In [1]:
import math
from dataclasses import dataclass
from collections import OrderedDict

import numpy as np

import torch
import torch._dynamo

from llm import *

torch: 2.1.0
cuda: True
cudnn: True , version: 8902 , bf32: True


In [2]:
@dataclass
class GPTConfig:
    block_size: int = 32
    vocab_size: int = 65
    n_layer: int = 2
    n_head: int = 4
    n_embd: int = 80
    dropout: float = 0.0
    bias: bool = True # True: bias in Linears and LayerNorms, like GPT-2. False: a bit better and faster

cfg = GPTConfig

In [3]:
import io

with io.open("shakespeare.txt", mode="r", encoding="utf-8") as f:
    text = f.read()

chars = sorted(set(text))
vocabSize = len(chars)
print(f"Vocab size: {vocabSize}")
print(f"Chars: {''.join(chars)}")

Vocab size: 65
Chars: 
 !$&',-.3:;?ABCDEFGHIJKLMNOPQRSTUVWXYZabcdefghijklmnopqrstuvwxyz


In [4]:
def getEncoder():
    maxCharCode = max(map(ord, chars))
    char2index = [0] * (maxCharCode + 1)
    index2char = [''] * (vocabSize + 1)
    for i, ch in enumerate(chars):
        char2index[ord(ch)] = i
        index2char[i] = ch
    def encode(s):
        return np.array([char2index[ord(ch)] for ch in s])
    def decode(xs):
        return ''.join([index2char[i] for i in xs])
    return encode, decode
encode, decode = getEncoder()

print(f"hello world -> {encode('hello world')} -> {decode(encode('hello world'))}")
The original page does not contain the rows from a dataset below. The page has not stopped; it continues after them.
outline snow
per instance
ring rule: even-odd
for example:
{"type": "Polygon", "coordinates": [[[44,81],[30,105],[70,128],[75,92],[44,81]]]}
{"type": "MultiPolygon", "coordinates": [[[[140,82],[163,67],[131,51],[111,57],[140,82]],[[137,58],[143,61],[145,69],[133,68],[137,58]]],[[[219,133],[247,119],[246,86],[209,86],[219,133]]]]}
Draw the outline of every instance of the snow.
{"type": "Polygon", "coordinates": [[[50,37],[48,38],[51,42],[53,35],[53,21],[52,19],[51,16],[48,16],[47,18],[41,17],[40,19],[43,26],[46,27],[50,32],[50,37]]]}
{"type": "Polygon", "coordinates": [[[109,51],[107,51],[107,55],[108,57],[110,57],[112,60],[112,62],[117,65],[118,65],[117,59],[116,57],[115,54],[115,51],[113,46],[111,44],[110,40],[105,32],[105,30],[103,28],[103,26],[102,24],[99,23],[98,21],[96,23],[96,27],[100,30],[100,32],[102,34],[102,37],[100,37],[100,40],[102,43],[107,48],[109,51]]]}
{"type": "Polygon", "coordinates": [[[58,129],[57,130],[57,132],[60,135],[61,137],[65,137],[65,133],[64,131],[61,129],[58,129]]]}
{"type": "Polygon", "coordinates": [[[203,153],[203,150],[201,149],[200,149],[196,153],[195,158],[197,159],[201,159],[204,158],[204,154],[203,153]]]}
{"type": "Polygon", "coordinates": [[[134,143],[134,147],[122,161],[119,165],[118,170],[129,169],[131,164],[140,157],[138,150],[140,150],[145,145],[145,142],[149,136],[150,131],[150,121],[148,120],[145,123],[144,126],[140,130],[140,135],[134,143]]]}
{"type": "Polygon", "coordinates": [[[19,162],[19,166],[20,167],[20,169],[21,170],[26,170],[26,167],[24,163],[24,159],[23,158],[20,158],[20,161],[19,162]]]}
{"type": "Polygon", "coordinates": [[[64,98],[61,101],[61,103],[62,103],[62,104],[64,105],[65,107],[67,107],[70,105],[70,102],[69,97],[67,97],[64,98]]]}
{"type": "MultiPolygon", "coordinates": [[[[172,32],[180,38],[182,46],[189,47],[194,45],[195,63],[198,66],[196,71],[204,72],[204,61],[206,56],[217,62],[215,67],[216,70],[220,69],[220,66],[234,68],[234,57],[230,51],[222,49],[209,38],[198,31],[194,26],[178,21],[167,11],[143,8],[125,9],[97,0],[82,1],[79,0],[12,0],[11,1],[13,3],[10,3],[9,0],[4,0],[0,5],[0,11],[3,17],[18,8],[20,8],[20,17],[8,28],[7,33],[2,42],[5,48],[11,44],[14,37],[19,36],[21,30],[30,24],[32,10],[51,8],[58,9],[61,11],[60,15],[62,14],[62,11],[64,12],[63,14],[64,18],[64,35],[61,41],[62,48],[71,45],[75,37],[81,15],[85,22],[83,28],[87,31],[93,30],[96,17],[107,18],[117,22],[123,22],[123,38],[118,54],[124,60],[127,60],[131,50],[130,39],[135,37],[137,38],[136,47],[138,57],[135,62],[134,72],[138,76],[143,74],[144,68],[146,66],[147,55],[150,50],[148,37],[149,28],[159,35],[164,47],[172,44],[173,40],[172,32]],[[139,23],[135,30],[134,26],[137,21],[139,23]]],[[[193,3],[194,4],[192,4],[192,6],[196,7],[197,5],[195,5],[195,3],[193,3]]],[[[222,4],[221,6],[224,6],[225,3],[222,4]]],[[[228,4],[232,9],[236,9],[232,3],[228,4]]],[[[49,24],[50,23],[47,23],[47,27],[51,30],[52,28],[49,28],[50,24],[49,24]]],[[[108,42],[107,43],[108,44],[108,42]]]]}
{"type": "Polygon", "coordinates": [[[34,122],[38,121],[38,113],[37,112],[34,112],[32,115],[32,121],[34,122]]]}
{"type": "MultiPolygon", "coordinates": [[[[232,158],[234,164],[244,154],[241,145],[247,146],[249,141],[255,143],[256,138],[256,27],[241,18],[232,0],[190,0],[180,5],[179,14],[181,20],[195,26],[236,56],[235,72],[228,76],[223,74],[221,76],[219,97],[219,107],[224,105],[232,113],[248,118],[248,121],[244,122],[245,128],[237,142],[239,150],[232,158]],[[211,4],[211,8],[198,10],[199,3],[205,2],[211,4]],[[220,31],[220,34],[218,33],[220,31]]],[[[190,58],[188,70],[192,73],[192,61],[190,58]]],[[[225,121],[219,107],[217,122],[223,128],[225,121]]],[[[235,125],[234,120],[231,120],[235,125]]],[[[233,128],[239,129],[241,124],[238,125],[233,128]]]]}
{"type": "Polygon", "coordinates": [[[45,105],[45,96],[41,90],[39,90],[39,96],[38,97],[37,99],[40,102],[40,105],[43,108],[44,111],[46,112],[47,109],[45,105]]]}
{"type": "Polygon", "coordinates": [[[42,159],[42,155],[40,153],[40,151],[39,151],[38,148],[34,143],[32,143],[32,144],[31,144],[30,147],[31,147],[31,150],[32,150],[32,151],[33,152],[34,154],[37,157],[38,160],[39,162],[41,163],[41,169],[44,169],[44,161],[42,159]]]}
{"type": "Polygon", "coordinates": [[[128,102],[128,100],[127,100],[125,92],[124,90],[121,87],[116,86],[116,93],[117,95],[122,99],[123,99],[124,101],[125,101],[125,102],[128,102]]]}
hello world -> [46 43 50 50 53  1 61 53 56 50 42] -> hello world


In [5]:
splitIdx = len(text) * 9 // 10
trainData, validData = encode(text[:splitIdx]), encode(text[splitIdx:])
print(f"Shapes: train={trainData.shape}, validation={validData.shape}")

Shapes: train=(1003854,), validation=(111540,)


In [6]:
import random

class BatchGenerator:
    def __init__(self, data, batchSize, device=device):
        self.data = data
        self.batchSize = batchSize
        self.device = device
        self.nChars = len(data)
        self.blockSize = cfg.block_size
        self.maxRnd = self.nChars - self.blockSize - 1
        self.random = random.Random()
        self.xs = np.zeros([batchSize,self.blockSize], dtype=np.byte)
        self.ys = np.zeros([batchSize,self.blockSize], dtype=np.byte)
        self.tensorShape = [batchSize, self.blockSize]
        self.charsServed = 0

    def StartReproducibleRandom(self):
        self.random = random.Random(1337)

    def GetBatch(self):
        for i in range(self.batchSize):
            ix = self.random.randint(0, self.maxRnd)
            #xdst = self.xs[i*self.blockSize:(i+1)*self.blockSize]
            #xsrc = self.data[ix:ix+self.blockSize]
            np.copyto(self.xs[i], self.data[ix:ix+self.blockSize])
            ix = ix + 1
            np.copyto(self.ys[i], self.data[ix:ix+self.blockSize])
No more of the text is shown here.